Leurs habituelles veillées parisiennes (c'était la seizième) se tiennent, autour de bougies, sur une place ou une esplanade, parfois au milieu des échauffourées opposant forces de l'ordre et manifestants. Ils lisent des textes d'Hugo, Jaurès ou Bernanos, écoutent l'un ou l'une d'entre eux jouer du violoncelle, entonnent le chant scout "L'Espérance". Un silence impressionnant régne entre les quelques dizaines ou centaines de participants, qui, pour applaudir, agitent les mains à la manière des sourds-muets. 

Ce mercredi, les veilleurs se sont réunis face à l'Institut de France. Les chants, les prises de paroles se sont succédées, faisant notamment état de la vague d'arrestations qui frappe les opposants à la loi Taubira, voire même les simples porteurs de sweat-shirts frappés du logo de La Manif pour tous. On parle des veillées à venir, de l'organisation d'une marche-relais à travers la France. Quelques politiques, comme Hervé Mariton, les rejoignent. Vers minuit, Axel, qui dirige la veillée, demande aux participants, au nombre d'un petit millier, de se préparer à faire mouvement. Ils se lèvent et le suivent en silence. 

Où vont-ils ? Ils longent les quais, traversent la Seine, accélèrent. Au milieu d'eux, quelques policiers en civil, manifestement dépassés, indiquent des directions contradictoires par leur oreillette. Un avocat met l'un d'entre eux en demeure de porter son brassard. Après une brève altercation, celui-ci s'exécute.
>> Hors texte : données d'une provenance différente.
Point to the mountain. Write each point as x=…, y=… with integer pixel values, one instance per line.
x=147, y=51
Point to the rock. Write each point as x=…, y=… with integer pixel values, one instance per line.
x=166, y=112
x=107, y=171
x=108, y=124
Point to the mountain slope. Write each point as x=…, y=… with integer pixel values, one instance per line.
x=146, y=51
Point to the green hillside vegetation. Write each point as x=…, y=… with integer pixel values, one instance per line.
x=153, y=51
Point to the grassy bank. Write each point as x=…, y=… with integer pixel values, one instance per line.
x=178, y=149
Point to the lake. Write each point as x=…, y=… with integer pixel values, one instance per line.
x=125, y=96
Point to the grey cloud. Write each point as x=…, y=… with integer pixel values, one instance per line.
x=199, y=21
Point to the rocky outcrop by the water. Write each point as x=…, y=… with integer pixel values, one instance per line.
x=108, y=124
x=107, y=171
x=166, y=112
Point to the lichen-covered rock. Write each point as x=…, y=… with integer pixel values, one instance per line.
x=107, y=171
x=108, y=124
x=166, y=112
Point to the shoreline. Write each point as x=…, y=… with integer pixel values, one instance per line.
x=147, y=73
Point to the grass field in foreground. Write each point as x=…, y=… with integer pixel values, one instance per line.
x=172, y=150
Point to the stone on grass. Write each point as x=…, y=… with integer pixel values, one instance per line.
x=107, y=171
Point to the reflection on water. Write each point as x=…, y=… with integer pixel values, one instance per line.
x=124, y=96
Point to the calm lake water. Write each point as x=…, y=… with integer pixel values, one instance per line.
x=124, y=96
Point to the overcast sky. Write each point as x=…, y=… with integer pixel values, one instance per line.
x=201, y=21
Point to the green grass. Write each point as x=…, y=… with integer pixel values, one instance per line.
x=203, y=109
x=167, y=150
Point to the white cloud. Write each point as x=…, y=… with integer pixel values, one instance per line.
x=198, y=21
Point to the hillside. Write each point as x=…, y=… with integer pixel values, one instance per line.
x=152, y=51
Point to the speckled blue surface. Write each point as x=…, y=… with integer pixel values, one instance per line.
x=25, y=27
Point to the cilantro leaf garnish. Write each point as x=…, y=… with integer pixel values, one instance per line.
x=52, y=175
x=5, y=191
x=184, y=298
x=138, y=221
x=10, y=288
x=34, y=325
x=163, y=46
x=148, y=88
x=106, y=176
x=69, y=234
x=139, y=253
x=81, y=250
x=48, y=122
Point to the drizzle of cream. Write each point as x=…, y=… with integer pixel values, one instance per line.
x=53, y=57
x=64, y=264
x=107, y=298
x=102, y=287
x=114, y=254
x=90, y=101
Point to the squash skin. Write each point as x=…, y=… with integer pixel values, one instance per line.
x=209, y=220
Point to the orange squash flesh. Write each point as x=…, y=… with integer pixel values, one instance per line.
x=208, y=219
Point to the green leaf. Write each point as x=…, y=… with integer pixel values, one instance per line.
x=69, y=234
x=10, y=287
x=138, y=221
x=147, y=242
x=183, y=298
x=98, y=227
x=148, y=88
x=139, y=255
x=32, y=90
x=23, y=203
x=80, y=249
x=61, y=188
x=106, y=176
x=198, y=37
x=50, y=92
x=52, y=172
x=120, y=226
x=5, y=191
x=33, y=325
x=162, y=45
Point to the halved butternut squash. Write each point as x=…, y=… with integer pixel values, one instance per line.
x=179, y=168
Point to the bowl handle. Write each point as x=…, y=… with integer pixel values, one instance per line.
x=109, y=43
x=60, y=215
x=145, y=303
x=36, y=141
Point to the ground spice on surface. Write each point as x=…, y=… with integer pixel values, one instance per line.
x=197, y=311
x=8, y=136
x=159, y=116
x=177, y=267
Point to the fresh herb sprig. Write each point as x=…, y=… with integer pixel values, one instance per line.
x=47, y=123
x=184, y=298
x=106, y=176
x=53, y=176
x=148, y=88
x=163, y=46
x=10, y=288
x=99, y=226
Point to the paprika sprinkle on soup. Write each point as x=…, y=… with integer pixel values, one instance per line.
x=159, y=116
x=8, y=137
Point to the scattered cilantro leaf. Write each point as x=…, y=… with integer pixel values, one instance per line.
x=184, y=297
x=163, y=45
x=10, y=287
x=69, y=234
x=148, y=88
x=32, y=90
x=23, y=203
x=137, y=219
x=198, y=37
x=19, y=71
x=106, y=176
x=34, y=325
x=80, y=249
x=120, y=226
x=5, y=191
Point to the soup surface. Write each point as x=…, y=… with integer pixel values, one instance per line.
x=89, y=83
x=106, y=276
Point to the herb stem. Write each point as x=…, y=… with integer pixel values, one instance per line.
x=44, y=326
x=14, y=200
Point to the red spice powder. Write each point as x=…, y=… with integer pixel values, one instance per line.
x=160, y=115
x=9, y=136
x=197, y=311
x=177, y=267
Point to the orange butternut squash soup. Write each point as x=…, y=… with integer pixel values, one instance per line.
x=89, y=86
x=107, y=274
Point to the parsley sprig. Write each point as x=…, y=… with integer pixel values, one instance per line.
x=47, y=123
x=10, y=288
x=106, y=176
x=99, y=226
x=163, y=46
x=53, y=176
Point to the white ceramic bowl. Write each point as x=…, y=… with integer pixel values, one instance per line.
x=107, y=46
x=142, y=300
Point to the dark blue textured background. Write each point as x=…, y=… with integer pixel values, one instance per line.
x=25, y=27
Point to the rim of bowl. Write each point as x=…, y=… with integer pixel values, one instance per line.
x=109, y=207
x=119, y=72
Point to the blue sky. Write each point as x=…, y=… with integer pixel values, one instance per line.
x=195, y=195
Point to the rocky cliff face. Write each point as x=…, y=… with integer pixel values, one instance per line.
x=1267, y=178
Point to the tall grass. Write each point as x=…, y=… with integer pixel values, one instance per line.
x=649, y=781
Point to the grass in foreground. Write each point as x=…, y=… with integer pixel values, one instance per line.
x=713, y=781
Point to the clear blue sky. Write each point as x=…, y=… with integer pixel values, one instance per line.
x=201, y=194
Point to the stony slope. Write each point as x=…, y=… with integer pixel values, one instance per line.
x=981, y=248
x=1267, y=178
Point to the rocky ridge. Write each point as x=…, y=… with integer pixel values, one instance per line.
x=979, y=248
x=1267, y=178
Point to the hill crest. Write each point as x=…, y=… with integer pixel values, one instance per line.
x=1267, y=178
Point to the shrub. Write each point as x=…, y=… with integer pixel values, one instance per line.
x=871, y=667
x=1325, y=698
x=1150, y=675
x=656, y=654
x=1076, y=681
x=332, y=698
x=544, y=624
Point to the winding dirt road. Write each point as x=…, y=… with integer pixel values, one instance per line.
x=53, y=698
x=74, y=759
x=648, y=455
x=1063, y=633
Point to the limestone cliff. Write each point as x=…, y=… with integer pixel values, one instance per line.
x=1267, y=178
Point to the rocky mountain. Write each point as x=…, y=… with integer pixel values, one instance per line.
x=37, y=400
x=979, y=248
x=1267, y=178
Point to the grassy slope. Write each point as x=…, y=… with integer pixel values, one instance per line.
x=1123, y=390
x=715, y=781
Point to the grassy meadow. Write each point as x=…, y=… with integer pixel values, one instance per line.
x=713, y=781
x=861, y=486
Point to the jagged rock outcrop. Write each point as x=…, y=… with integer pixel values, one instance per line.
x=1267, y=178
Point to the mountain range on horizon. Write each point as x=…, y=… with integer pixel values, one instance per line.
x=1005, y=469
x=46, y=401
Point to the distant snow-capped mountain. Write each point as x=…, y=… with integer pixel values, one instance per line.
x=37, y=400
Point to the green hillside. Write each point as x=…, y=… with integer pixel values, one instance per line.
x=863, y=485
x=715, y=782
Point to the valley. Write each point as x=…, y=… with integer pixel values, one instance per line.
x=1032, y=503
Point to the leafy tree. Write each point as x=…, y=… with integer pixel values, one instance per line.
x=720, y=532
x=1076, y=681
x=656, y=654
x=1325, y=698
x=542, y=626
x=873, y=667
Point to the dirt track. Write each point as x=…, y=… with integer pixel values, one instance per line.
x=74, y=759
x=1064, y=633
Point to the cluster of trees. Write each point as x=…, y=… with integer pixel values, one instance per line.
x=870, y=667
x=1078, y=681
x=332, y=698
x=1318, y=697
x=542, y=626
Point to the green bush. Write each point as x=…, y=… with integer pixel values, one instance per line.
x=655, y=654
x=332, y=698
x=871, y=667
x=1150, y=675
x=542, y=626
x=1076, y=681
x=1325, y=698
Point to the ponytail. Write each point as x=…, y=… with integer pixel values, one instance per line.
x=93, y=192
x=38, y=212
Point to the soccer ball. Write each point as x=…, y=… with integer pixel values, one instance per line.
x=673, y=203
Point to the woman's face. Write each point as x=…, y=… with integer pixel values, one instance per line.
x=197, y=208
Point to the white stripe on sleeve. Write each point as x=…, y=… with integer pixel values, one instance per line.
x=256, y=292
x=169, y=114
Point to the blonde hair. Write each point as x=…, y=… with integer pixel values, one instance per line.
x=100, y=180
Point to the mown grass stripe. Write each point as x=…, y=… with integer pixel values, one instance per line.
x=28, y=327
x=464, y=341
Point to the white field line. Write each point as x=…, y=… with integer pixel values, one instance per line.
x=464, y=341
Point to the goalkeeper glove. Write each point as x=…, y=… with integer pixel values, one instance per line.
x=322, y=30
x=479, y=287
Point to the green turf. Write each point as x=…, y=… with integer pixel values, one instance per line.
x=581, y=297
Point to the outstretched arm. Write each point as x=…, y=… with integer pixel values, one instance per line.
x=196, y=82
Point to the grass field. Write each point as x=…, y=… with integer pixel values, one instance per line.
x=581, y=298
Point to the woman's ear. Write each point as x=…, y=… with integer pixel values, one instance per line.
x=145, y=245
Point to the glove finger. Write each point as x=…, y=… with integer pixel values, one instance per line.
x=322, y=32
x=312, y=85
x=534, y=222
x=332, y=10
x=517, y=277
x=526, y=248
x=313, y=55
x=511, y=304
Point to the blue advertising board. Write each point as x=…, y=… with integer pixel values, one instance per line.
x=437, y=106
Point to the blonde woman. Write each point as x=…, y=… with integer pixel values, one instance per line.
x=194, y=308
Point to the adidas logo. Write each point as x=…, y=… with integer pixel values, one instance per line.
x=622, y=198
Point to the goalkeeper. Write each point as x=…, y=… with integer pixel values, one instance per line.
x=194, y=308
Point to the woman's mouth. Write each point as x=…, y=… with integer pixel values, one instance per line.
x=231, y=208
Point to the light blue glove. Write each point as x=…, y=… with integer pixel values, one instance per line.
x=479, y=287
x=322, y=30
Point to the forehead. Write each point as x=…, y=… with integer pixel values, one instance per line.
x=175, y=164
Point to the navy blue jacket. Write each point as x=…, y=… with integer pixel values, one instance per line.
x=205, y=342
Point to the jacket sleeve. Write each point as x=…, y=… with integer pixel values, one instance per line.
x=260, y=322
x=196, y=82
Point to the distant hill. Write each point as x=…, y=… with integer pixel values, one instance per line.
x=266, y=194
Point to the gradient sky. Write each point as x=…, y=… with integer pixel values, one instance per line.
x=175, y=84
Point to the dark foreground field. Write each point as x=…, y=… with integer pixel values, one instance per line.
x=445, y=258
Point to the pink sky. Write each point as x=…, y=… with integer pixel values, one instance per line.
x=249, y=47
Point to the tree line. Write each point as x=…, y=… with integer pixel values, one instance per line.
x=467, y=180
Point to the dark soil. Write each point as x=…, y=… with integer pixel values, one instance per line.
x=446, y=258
Des CRS tentent de suivre par petits groupes, le cortège change à plusieurs reprises de direction, pour finalement s'approcher de la place Vendôme. Le pas se presse, c'est une vraie course qui s'engage entre les forces de l'ordre lourdement équipées et les 300 ou 400 jeunes qui se trouvent en tête. Ceux-ci parviennent à se regrouper et à s'asseoir... aux portes du Ministère de la Justice. Et d'entonner "l'Espérance". Les lectures reprennent, ponctuées par des chants. Pendant ce temps, les policiers font place aux CRS, qui encerclent le groupe. Les paniers à salade arrivent. 

Il est une heure du matin. Un policier entreprend de faire une première sommation pour disperser les manifestants, mais son mégaphone l'abandonne. Les veilleurs lui proposent le leur... Un autre mégaphone est apporté. Sommation. La jeune femme qui était en train de parler au micro s'interrompt pour répondre aux policiers : sont-ils vraiment là où est la violence ? 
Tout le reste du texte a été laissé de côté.